SSR 80-2: SECTION 216(h)(1) (42 U.S.C. 416(h)(1)) RELATIONSHIP -- VALIDITY OF MARRIAGE -- PUTATIVE MARRIAGE IN COLORADO
20 C.F.R. 404.1101
- The claimant married the worker on September 23, 1975, and lived with him until he died on July 13, 1977, in Denver Colorado. When she filed her application for mother's benefits, the claimant indicated that her husband had previously been married in December 1968. She submitted papers showing that this marriage had ended in divorce on April 13, 1971 in Denver, Colorado. The claimant, however, was unaware, until after her husband's death, that he had also been married under a different name in 1959 and that this marriage had apparently never terminated. As required by Colorado statute, the claimant had a good faith belief in the existence of a valid marriage between herself and the worker at its inception and continuing until his death; and she cohabited with him during this time. Held, the claimant is the worker's putative spouse under Colorado law.
A question has been raised as to whether a putative marriage can be established between the claimant and the worker, who used one name when he married his first wife and a different name when he married his second and third wives. This issue must be resolved because the claimant has filed an application for mother's benefits on the worker's earnings record. One of the requirements for entitlement to mother's benefits is that the claimant be the worker's widow. If a putative marriage can be established between the worker and tel claimant under Colorado law, the claimant will qualify as the worker's widow.
The worker lived in Texas between 1959 and 1963. he married his first wife in 1959 and they separated in late 1963. Three children were born of this marriage. A search of divorce records in Texas and New Mexico failed to uncover a decree terminating the marriage of the worker and his first wife.
The double identity of the worker has been attested to by the sister of the worker's first wife. In about 1967, she learned that the worker had left his first wife and their children without any express intent of returning. In about 1973, the sister moved to Denver, Colorado. After taking up residence there, she met the worker by coincidence. Although he identified himself under the name he used when he used when he married his second and third wives, he admitted that he used to live with her sister as her husband.
The worker married his second wife in December 1968. She obtained a divorce from him in the Denver, Colorado District Court on April 13, 1971. The worker then married the claimant on September 23, 1976. He died in Denver some ten months later on July 13, 1977.
The claimant's application for mother's benefits indicates her knowledge of the worker's second marriage, and she submitted divorce papers showing that this marriage had ended. The claimant, however, was unaware of the worker's first marriage. She stated that the worker had shown her the divorce paper terminating his second marriage and that she though her marriage to him was valid. The claimant also submitted a copy of a divorce decree which shows that her previous marriage terminated on October 2, 1968.

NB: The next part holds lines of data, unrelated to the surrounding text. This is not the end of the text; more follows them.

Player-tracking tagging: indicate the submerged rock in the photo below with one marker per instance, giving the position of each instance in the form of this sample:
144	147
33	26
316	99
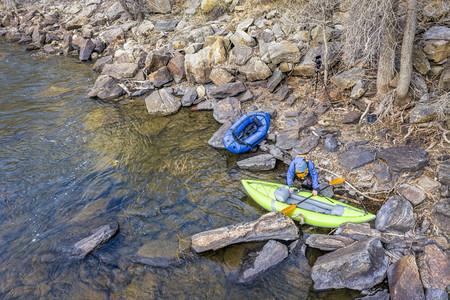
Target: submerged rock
404	279
359	266
272	225
92	242
272	254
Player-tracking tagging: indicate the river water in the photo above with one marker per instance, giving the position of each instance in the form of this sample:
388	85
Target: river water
70	164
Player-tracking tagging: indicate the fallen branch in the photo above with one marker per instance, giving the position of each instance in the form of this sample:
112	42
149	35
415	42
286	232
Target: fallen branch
358	191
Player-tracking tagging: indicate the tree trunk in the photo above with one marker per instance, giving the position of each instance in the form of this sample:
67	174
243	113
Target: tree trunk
387	55
407	48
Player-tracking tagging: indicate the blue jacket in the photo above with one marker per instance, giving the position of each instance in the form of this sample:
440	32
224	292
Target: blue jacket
311	171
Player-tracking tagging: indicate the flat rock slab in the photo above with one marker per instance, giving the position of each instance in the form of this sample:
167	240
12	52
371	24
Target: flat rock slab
357	231
93	241
405	159
356	157
270	226
271	255
404	279
359	266
162	103
263	162
328	242
395	215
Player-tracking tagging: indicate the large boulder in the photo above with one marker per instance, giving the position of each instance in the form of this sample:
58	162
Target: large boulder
404	279
162	102
356	157
106	88
255	69
228	109
405	158
120	70
271	255
358	266
273	225
395	215
348	79
283	52
434	266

Colorado Rev. Statute 1973: § 14-2-111 sets forth the requirements for finding a putative marriage. It provides:
- "Any person who has cohabited with another to whom he is not legally married in the good faith belief that he was married to that person is a putative spouse until knowledge of the fact that he is not legally married terminates his status and prevents acquisition of further rights. Children born of putative spouses are legitimate. A putative spouse acquires the rights conferred upon a legal spouse, including the right to maintenance following termination of his status, whether or not the marriage is prohibited under section 14-2-110, declared invalid, or otherwise terminated by court action. If there is a legal spouse or other putative spouses, rights acquired by a putative spouse do not supersede the rights of the legal spouse or those acquired by other putative spouses, but the court shall apportion property, maintenance, and support rights among the claimants as appropriate in the circumstances and in the interests of justice."
The above-quoted Colorado statute requires that the person claiming a putative marriage must have had a good faith belief that he or she was legally married to his or her "spouse" and that the status of putative spouse terminates when he or she has knowledge that he or she is not legally married. It also requires that the parties have cohabited during this time.

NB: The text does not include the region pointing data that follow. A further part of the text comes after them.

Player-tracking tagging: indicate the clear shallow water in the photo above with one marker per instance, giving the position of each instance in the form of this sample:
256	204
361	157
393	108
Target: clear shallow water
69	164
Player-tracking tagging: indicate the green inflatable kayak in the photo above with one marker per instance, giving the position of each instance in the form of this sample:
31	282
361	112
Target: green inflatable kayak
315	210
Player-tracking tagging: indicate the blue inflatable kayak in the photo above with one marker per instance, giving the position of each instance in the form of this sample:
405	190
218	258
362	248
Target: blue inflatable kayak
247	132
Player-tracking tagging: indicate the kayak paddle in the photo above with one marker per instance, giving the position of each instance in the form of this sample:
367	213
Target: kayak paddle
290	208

The information provided by the claimant indicates that she had a good faith belief in the existence of a valid marriage between herself and the worker. Her application reflects that she knew of the worker's second marriage and divorce. There is no indication that the claimant acquired knowledge before the worker's death that they were not legally married. Her belief that her marriage to the worker was valid may have been strengthened by her having seen his divorce papers from his second wife. The claimant was free to marry by virtue of her divorce from her previous spouse, and she and the worker cohabited until his death.
Accordingly, the determination that the claimant is the putative spouse of the worker is legally justifiable.